GIRO D'ITALIA | 21/05/2018 | 07:12
Il Giro passava da Trento, proprio come oggi. Ma quello che per noi è un giorno di riposo - riposo si fa per dire, con il lungo trasferimento da Sappada nella notte e tutta la vigilia a spiare quella bestia difficile da addomesticare che è una crono piatta come l’Adriatico a Ferragosto - allora era una tappa di montagna. Si andava da Merano a Monte Bondone, 242 chilometri, terzultima fatica prima della fine della corsa. Eravamo più avanti di adesso nella stagione, era l’8 giugno. E fu una tappa da tregenda.
Tutto il 1956 fu un anno tremendo per le condizioni del tempo. Era cominciato il primo febbraio, con la bora che soffiava a 130 chilometri orari e aveva portato la temperatura a -8. A Bologna un’intensa nevicata ricoprì la città con uno strato di circa 20 centimetri. Il giorno dopo nevicava su tutta l’Italia del nord, mentre le temperature si abbassarono ulteriormente. Al Brennero il termometro segnò -26, a Trieste -9,2. Roma era tutta candida, tutta pulita e lucida, come canta Mia Martini in un’indimenticabile poesia. A Palermo nevicò il 7 e l’8 febbraio, e anche a Lampedusa venne la neve.
Quell’8 giugno in maglia rosa c’era Pasqualino Fornara, buon amico di Fausto Coppi. C’erano da scalare il Costalunga, il Rolle, il Gobbera, il Brocon e da ultimo il Bondone. Il giorno prima, sullo Stelvio, il sole aveva accompagnato la corsa. Ma la mattina a Merano pioveva, e il vento ti tagliava a metà. Al Passo Rolle la pioggia diventò grandine. Nel primo pomeriggio era tutta neve. Sul Brocon i corridori provarono a coprirsi con tutto quello che trovavano, maglie, mantelline, giornali. Le maglie di lana a maniche corte con l’acqua erano diventate macigni. Le bici pesavano più del doppio di quelle di oggi. A Vaneze c’erano venti centimetri di neve, a Vason il doppio. Vincenzo Torriani, il patron del Giro, disse che la corsa poteva continuare, perché la strada era libera.

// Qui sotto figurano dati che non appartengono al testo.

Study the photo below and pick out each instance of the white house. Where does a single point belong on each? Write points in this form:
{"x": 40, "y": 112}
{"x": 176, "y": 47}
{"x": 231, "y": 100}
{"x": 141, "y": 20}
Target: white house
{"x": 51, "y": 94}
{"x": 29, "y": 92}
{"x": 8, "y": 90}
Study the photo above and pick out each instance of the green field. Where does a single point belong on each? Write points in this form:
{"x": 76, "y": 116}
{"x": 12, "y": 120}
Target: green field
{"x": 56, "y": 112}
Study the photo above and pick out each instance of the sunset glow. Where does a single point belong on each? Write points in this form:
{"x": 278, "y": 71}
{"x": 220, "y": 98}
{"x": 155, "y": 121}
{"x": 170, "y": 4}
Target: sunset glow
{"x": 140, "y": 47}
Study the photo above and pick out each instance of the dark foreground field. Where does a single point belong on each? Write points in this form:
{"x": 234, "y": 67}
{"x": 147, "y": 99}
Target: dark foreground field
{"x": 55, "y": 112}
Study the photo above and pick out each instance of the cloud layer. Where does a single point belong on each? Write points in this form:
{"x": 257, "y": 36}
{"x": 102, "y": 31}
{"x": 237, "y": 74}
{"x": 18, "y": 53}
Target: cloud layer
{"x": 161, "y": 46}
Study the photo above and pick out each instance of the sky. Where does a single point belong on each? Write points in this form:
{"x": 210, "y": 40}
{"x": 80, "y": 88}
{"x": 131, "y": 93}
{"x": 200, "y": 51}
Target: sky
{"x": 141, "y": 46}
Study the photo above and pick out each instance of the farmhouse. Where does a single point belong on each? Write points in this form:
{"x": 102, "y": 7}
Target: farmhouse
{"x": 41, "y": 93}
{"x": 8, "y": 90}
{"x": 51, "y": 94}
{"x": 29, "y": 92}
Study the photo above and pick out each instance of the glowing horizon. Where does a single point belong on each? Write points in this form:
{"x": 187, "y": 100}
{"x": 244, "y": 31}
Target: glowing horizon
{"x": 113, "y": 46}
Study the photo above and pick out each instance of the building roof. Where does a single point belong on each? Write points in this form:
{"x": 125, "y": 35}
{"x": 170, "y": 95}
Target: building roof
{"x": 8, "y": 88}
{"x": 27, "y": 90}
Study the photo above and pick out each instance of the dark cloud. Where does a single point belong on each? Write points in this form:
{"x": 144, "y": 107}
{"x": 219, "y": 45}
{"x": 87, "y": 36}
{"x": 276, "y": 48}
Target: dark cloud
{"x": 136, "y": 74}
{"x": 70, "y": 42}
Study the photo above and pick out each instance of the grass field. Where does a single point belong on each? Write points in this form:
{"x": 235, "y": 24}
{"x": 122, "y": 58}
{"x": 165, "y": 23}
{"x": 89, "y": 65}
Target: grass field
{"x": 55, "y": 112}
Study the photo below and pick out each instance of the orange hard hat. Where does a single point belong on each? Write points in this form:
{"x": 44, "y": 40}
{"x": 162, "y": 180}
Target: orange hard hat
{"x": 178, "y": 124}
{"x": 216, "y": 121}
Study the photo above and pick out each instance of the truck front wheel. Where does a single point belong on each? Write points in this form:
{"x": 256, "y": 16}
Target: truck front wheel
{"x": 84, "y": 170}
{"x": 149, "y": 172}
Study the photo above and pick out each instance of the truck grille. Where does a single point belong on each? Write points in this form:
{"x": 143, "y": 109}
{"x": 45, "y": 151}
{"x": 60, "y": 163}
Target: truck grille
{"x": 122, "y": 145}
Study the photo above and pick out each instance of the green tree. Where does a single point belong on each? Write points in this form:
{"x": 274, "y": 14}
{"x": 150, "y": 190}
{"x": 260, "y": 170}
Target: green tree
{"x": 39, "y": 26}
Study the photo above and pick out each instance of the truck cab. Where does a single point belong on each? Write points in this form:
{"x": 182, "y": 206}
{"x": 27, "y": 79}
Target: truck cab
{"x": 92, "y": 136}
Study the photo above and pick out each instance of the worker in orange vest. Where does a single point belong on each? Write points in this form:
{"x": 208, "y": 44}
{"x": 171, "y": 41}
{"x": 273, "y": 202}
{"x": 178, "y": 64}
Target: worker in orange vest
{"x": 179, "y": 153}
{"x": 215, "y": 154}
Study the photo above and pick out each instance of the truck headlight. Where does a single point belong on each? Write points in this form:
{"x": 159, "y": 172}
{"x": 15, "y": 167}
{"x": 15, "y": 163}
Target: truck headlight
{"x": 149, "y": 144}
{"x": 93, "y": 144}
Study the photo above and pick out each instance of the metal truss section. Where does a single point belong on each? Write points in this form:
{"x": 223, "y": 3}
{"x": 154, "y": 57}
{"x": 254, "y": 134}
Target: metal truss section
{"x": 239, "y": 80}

Sul Bondone era anche peggio, non si vedeva da qui a lì. E c’erano 20 chilometri e 39 tornanti da scalare. Charly Gaul, giovane scalatore lussemburghese, alla partenza aveva più di sedici minuti di distacco dalla maglia rosa, e senza mettersi a contare o a calcolare semplicemente continuò a pedalare. Quando tagliò il traguardo, per primo, dopo 9 ore, 7 minuti e 28 secondi, era quasi congelato, lo tirarono giù dalla bicicletta di peso, gli dovettero tagliare la maglia con un coltello. Lui non riusciva a parlare, lo sguardo perso, le lacrime che gli si erano gelate sulla faccia. Gli misero i piedi in due mastelle di acqua bollente. Ci vollero ore prima che si rendesse conto di quello che era successo. Dietro di lui era stato anche peggio. Al traguardo la temperatura era di 10 gradi sottozero. Corridori svenuti, altri rifugiati in osteria a dimenticare bevendo. Fornara, con la maglia rosa, lo ricoverarono sul fondo di un furgone con una coperta addosso. Era stato il suo direttore sportivo a fermarlo, perché non ce la faceva più a vederlo patire così.
Erano partiti in 87, arrivarono in 43.
Gaul, che prima di quell’assurdità aveva ventitrè corridori davanti in classifica, si ritrovò in maglia rosa e due tappe più tardi festeggiò il suo successo al Giro d’Italia. Per ricordare quella tappa ogni anno da Trento al Bondone si corre la «Leggendaria Charly Gaul», e l’edizione 2018 sarà presentata questo pomeriggio al MUSE. Ai corridori del Giro di oggi, vogliamo semplicemente dire che non è mai finita, neanche quando hai più di sedici minuti di distacco.